With energy prices going through the roof, suddenly I’m constantly finding myself considering other, more energy efficient, ways of doing things around the house. Since air fryers are the appliance of the moment, this seemed like the natural place to start.
I love a multipurpose product, and have been a fan of the Ninja brand (also the home of our favourite Shark vacuums) for a while now, so the Foodi Multi-Cooker was right up my street.
The Ninja Foodi
The Foodi’s have been around for a couple of years, and to say that the latest iteration has all the bells and whistles feels like an understatement. The (deep breath) Ninja OL750UK Foodi MAX 15-in-1 SmartLid Multi-Cooker with Smart Cook System, available at Amazon (opens in new tab), allows you to cook in practically every way you could ever want. To be honest, even more than I need.

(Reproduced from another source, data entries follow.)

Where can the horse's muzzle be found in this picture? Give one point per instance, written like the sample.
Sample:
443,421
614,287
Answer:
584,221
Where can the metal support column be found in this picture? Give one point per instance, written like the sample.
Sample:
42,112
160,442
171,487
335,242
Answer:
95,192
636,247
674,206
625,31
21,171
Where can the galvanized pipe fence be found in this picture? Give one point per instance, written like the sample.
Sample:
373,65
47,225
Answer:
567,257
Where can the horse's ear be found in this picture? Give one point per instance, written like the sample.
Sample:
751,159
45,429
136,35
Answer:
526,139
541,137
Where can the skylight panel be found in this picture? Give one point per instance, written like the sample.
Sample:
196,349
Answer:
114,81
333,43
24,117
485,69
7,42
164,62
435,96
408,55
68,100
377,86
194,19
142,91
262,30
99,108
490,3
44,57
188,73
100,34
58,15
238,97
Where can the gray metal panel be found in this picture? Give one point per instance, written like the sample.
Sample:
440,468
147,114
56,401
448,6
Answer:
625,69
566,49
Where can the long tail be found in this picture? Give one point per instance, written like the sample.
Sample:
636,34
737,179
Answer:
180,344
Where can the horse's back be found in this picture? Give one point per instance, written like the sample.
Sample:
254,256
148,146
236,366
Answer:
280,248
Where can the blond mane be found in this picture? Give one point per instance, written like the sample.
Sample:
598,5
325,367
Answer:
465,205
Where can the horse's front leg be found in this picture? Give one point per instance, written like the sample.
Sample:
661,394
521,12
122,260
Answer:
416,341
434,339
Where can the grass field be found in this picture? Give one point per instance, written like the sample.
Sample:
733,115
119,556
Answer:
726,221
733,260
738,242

As well as the aforementioned, must-have air fryer function, the Ninja Foodi works as a Pressure Cooker, Dehydrator, Slow Cooker, Bread Steamer, Yoghurt Maker and much, much more.
And even though it has more functions than previous models, this version has a SmartLid, meaning you don’t need to switch lids in between air frying and pressure cooking.

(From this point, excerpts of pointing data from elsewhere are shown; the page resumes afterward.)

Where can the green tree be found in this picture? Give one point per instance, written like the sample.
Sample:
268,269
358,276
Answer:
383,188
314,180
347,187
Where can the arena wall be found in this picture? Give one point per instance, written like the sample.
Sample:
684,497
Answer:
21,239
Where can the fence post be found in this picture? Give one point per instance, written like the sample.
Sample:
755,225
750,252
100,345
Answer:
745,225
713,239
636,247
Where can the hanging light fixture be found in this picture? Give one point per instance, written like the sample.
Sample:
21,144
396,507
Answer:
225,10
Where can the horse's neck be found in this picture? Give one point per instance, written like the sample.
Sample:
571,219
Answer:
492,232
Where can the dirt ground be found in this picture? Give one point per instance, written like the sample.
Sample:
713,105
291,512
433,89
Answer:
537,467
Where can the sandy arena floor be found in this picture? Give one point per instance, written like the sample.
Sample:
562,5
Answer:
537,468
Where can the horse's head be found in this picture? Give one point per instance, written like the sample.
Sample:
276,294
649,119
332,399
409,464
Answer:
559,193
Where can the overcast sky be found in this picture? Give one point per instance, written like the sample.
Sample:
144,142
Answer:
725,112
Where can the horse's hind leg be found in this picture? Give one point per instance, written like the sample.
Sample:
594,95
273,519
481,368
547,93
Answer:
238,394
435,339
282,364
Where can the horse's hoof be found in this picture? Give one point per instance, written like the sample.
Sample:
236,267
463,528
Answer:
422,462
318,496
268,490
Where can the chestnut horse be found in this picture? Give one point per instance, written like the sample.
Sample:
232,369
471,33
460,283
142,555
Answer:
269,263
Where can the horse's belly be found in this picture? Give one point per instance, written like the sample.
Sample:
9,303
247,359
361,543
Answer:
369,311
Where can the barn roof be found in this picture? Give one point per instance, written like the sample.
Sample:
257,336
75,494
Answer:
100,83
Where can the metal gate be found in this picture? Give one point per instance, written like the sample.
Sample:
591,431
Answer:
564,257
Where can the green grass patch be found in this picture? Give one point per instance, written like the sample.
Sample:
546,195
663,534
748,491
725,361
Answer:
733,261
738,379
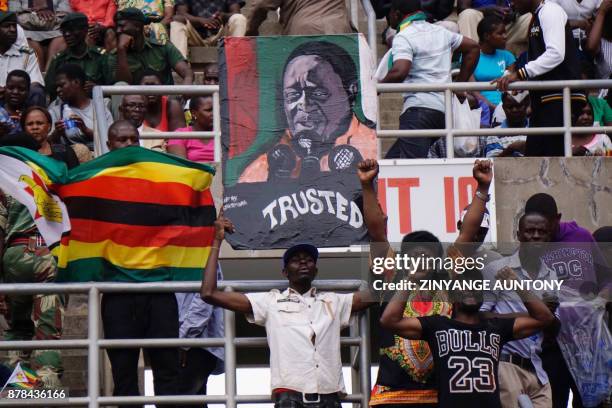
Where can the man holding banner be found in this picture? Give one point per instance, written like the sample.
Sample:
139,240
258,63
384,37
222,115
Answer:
302,325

The air fryer function is getting more (ahem) air time in my kitchen than any other, partly because its cost to run is so low, but also because it’s just so good. I’ve started to realise just how much energy I was wasting using my oven to cook small meals.
The other big delight to my bank account has been being able to cook food from frozen in a matter of minutes which has stopped me opening up Deliveroo every time I arrive home too late to cook from scratch and once again forgot to defrost anything.
The first time I attempted cooking chicken from frozen I was a little concerned about it being cooked through, but Ninja was one step ahead. There’s an integrated probe which can update you on the internal temperature of your food throughout cooking. It’s also great for estimating when a steak might be at your preferred readiness (medium rare, please).
Batch cooking is going to play a role in my personal how to save energy and money plans for this winter, so having a 7.5L pot should provide around 6 portions.
Although that’s probably not surprising, since I also managed to cook a whole roast chicken dinner in mine last weekend. Using the two-level wire rack I was able to provide glazed veg, fluffy potatoes and a crispy-skinned, perfectly cooked chicken all in the one pot. So it’s goodbye oven cooked meals and hello multicooker addiction. Total game changer.